Due to the family's economic circumstances, Honoré Daumier was forced to begin work at the age of 12. Even at that young age, Daumier desired to follow his artistic passions. Oddly enough, due to his father's artistic leanings, he would not allow it. Instead, Honoré Daumier began work at a bailiff's office. Although he quit the job a year later, his time there imparted with him a life-long sympathy for poor and oppressed people. In 1821, Daumier started working as an assistant for a book shop, where he produced his first drawings.
In 1822, at the age of 16, Honoré Daumier's parents finally allowed him to study drawing and art with the artist and archeologist Alexandre Lenoir, who introduced him to the paintings of Rubens and Titian, along with classical sculpture. He soon started taking formal training at the Académie Suisse and copying works from the Louvre. Daumier started working for a publisher named Belliard, who taught him lithography, the technique of drawing onto a soft stone and eventually filling the image in with ink, to create a black and white drawing. In early 19th century France, this was a popular medium that had just been created.

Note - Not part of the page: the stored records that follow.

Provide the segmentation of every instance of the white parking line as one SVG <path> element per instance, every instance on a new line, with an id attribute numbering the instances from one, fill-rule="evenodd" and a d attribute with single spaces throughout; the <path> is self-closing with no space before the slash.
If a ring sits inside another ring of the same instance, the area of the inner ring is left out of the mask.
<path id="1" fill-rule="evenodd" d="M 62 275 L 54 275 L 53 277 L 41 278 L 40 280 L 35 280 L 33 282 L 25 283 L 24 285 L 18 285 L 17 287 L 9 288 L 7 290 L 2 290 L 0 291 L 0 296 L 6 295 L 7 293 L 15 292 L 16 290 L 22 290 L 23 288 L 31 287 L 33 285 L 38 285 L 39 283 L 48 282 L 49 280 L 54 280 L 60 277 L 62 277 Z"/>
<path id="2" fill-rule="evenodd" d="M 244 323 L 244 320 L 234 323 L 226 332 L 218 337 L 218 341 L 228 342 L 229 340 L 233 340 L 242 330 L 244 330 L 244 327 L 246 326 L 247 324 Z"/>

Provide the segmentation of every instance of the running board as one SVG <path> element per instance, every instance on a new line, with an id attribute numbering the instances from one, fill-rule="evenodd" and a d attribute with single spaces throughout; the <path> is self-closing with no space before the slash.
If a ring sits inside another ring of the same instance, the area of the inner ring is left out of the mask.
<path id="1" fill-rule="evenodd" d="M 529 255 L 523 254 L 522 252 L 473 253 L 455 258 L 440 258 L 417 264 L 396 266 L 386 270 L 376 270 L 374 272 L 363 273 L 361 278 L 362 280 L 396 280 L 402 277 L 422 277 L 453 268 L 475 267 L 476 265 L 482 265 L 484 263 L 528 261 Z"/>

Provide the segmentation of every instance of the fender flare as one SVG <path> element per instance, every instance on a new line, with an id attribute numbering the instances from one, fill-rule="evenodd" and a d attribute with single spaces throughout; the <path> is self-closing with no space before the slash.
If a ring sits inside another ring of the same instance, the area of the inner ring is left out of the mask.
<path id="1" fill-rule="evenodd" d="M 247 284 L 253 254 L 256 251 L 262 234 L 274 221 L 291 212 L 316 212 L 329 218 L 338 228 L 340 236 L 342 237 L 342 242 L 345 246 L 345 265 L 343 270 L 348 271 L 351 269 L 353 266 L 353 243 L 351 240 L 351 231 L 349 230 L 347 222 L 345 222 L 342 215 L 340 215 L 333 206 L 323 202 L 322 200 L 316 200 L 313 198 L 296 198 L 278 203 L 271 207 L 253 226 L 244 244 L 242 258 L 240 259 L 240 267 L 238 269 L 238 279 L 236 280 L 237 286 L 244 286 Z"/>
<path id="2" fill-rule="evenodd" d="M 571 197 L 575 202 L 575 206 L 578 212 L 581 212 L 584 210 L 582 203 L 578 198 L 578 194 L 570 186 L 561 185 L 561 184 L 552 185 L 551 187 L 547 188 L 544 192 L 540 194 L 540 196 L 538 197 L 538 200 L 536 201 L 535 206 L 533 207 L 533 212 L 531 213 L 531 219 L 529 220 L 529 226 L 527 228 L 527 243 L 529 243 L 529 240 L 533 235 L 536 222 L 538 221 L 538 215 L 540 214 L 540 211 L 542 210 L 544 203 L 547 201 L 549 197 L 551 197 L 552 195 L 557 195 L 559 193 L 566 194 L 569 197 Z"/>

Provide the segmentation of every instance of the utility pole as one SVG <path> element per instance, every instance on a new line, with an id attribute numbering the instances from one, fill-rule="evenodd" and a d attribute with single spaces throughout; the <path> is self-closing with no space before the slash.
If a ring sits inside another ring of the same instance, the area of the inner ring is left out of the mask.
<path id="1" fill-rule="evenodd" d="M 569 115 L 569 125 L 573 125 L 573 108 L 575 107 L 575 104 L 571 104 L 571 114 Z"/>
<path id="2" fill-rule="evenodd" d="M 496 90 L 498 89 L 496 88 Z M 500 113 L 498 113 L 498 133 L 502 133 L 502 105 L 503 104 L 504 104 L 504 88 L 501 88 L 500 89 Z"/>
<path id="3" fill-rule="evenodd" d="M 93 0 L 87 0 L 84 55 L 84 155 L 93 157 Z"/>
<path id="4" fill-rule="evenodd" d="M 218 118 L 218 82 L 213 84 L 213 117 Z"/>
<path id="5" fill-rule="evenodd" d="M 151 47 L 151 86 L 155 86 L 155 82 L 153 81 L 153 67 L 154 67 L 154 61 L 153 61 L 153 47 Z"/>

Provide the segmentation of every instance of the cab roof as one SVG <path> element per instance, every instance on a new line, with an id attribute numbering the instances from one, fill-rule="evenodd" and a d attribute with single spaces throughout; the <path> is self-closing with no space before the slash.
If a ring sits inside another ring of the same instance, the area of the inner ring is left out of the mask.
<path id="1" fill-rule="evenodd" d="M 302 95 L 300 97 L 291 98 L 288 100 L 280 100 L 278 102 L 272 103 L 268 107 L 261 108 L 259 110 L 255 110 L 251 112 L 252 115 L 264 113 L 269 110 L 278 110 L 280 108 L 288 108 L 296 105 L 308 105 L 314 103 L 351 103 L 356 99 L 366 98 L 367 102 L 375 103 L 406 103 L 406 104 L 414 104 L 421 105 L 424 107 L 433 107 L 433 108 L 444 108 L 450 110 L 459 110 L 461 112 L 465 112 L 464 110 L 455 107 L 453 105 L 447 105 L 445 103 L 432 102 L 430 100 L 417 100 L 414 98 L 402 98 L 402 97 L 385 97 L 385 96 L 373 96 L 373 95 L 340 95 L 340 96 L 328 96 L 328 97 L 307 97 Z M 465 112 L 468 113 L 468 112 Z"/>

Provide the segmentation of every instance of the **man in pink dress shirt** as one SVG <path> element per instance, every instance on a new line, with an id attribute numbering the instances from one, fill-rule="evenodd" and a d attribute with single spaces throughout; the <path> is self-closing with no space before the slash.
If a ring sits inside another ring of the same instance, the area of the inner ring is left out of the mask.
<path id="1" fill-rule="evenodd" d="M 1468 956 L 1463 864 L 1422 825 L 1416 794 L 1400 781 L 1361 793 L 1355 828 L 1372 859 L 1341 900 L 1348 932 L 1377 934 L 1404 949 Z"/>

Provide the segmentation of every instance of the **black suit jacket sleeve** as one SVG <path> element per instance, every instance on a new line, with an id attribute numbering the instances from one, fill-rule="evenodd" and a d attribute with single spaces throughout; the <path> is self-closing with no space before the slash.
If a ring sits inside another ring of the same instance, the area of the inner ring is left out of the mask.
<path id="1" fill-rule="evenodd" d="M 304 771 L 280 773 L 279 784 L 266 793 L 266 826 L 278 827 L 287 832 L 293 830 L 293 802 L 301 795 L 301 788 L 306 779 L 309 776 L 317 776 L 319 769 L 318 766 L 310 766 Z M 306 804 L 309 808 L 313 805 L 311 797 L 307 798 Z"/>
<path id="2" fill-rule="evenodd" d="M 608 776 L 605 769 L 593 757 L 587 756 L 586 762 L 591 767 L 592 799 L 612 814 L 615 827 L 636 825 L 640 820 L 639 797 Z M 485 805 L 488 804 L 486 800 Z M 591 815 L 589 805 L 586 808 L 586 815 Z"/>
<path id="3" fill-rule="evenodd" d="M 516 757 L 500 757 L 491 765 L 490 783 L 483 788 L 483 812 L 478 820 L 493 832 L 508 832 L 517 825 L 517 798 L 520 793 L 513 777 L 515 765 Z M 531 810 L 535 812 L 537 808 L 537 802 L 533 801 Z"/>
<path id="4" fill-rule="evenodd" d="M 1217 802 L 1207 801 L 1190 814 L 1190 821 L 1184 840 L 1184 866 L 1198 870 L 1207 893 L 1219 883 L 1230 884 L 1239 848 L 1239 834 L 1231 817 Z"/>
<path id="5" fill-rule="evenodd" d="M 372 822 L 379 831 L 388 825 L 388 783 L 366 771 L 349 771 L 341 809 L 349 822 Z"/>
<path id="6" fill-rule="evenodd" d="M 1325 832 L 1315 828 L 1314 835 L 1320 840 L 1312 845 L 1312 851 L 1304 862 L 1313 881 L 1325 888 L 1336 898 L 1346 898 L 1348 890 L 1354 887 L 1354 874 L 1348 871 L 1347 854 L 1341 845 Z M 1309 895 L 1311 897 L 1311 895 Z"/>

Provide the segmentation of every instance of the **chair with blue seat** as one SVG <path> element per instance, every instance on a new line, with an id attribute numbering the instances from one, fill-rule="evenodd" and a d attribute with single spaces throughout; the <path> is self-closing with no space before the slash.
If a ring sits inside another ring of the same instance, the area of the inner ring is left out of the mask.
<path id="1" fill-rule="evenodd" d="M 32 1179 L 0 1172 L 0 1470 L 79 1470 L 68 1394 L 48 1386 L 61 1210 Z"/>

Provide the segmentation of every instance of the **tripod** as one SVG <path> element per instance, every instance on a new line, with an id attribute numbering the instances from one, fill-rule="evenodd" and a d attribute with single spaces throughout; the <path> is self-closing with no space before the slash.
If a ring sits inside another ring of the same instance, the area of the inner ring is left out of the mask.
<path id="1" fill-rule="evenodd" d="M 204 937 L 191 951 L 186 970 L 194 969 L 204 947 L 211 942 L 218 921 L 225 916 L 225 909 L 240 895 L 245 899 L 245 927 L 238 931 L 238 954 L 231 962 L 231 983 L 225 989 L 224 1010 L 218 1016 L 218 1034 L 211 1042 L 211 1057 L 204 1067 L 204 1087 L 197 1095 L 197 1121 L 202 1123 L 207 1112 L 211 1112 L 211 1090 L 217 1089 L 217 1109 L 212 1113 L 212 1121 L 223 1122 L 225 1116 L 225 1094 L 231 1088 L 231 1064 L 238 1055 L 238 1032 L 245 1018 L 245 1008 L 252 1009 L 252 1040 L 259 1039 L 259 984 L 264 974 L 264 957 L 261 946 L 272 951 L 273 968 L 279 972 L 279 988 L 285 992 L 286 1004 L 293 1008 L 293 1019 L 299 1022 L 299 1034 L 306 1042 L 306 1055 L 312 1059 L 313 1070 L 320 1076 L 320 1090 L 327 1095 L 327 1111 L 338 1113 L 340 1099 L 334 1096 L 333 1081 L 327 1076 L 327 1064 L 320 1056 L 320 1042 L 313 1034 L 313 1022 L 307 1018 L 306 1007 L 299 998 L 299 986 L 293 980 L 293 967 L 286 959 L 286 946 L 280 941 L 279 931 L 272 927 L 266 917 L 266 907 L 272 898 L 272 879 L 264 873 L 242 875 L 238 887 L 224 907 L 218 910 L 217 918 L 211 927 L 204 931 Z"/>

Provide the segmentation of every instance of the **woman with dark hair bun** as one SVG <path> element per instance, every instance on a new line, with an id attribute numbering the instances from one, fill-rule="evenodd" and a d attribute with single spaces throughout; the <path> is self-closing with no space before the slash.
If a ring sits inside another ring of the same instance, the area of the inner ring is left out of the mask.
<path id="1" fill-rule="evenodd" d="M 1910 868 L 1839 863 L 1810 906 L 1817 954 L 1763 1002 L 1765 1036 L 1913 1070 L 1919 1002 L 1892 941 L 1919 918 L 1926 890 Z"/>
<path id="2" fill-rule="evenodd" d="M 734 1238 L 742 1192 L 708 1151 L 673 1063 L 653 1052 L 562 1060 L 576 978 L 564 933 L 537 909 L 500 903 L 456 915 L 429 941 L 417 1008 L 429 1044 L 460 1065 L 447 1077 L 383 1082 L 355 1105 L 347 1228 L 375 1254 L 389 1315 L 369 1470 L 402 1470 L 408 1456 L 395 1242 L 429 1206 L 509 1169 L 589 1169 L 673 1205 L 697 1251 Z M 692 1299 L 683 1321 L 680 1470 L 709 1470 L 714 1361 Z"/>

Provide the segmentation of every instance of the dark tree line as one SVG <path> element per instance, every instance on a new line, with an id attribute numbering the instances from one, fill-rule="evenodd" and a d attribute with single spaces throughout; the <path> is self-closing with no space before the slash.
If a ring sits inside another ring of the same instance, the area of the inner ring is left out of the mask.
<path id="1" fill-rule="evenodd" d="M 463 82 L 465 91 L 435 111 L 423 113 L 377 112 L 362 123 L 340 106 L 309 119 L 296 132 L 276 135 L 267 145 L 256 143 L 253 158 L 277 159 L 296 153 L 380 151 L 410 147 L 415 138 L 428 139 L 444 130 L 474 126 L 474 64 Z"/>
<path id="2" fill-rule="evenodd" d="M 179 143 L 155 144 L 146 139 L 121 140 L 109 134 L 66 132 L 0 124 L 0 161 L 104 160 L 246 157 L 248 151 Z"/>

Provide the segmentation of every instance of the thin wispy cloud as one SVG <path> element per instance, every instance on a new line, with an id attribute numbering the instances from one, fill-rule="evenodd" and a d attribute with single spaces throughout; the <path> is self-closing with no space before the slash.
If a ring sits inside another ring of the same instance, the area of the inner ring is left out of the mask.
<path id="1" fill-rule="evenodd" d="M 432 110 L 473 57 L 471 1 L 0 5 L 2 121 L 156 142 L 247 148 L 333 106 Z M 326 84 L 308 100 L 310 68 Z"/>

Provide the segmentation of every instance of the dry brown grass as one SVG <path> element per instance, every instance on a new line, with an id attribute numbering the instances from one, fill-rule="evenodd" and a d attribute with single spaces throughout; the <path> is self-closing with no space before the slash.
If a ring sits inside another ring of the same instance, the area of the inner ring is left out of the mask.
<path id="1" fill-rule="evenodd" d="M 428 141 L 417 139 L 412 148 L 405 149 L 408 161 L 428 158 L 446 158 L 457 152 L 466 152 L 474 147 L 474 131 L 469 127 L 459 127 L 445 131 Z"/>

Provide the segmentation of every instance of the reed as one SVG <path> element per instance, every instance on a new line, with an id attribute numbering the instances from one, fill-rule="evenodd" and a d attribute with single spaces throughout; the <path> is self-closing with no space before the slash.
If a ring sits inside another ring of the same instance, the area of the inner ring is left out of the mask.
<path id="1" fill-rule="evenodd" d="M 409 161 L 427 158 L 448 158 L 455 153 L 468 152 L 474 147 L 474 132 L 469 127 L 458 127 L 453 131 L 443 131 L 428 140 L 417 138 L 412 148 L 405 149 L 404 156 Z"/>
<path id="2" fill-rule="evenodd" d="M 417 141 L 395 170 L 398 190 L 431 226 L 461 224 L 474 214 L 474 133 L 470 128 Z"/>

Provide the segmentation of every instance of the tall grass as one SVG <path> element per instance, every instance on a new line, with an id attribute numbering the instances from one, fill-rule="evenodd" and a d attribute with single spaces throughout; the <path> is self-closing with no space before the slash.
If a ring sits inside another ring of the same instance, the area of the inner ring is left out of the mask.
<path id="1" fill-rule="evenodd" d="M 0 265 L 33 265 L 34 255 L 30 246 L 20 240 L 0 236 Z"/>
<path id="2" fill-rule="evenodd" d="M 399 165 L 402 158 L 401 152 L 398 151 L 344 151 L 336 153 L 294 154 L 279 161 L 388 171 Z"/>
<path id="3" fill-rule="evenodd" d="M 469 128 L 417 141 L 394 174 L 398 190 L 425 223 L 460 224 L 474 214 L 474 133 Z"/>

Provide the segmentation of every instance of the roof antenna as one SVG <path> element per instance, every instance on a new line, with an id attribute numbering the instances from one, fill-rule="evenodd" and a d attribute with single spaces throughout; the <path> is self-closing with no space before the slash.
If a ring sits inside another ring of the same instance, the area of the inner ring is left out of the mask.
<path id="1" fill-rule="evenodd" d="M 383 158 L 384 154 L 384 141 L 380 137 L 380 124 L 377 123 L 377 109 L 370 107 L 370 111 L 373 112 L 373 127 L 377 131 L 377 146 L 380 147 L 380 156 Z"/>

Daumier used his lithographic skills in several satirical publications of the era. During this time period, this was a powerful social platform from which to influence the masses. The first journal that he worked at was known as La Caricature, launched by Charles Philipon, a lithographer and journalist. His cartoons used biting sarcasm against the pretensions of the bourgeois and railed against the corruption of the government of Louis Philippe, the king of France from 1830-1848. Originally popular for his perceived liberalism, over time his governmental policies came to be perceived as increasingly conservative and monarchial.
In 1832, Daumier published a cartoon of the King as Gargantua, in which he is depicted as an oversize monster devouring his subjects. This cartoon caused him to be imprisoned for six months at the Ste Pelagic Prison in 1832. Or rather, he received a suspended six month sentence for this action and then went and published a second cartoon just as vicious as the first. However, the sympathy generated from the public by this action also generated new followers and elevated Daumier's artistic profile.
In 1834, a law was passed which banned outright satire of the government. Honore Daumier now turned his focus to the bourgeois. In particular, he was known for his Robert McCaire series, which mocks the actions of a greedy lawyer and shines a light on the foibles of the rest of bourgeois society as well. By that time La Caricature had ceased publication. Instead, Daumier published his cartoons in Le Charivari, another satirical publication started up by Charles Philipon.
In 1846, Daumier's son was born. He followed this up shortly afterward by marrying the mother of the child, a 24-year-old seamstress. While he never painted her picture, she was known to have black hair and be pleasant-looking. Sadly, his son died two years later.
While he mostly painted in his spare time, in 1848, the government commissioned him to paint "Madeleine en Priere. " This time period is also when he began exhibiting his paintings in public.
In 1867, when Daumier was firmly in old age, he started making political cartoons and speaking out again. He was a particular foe of the war between France and Prussia. Unfortunately, this is also when his eyesight began to deteriorate. During this period, Daumier also concentrated increasingly on his artworks and sculpture, which dealt with social and literary themes.
In 1873, Daumier went completely blind and was unable to continue painting. In 1878, the year before his death, a friend collected a number of his works to be shown at the Durand-Ruel's gallery. However, these works did not receive much notice until after his death. Honoré Daumier died in debt and was buried in a pauper's grave.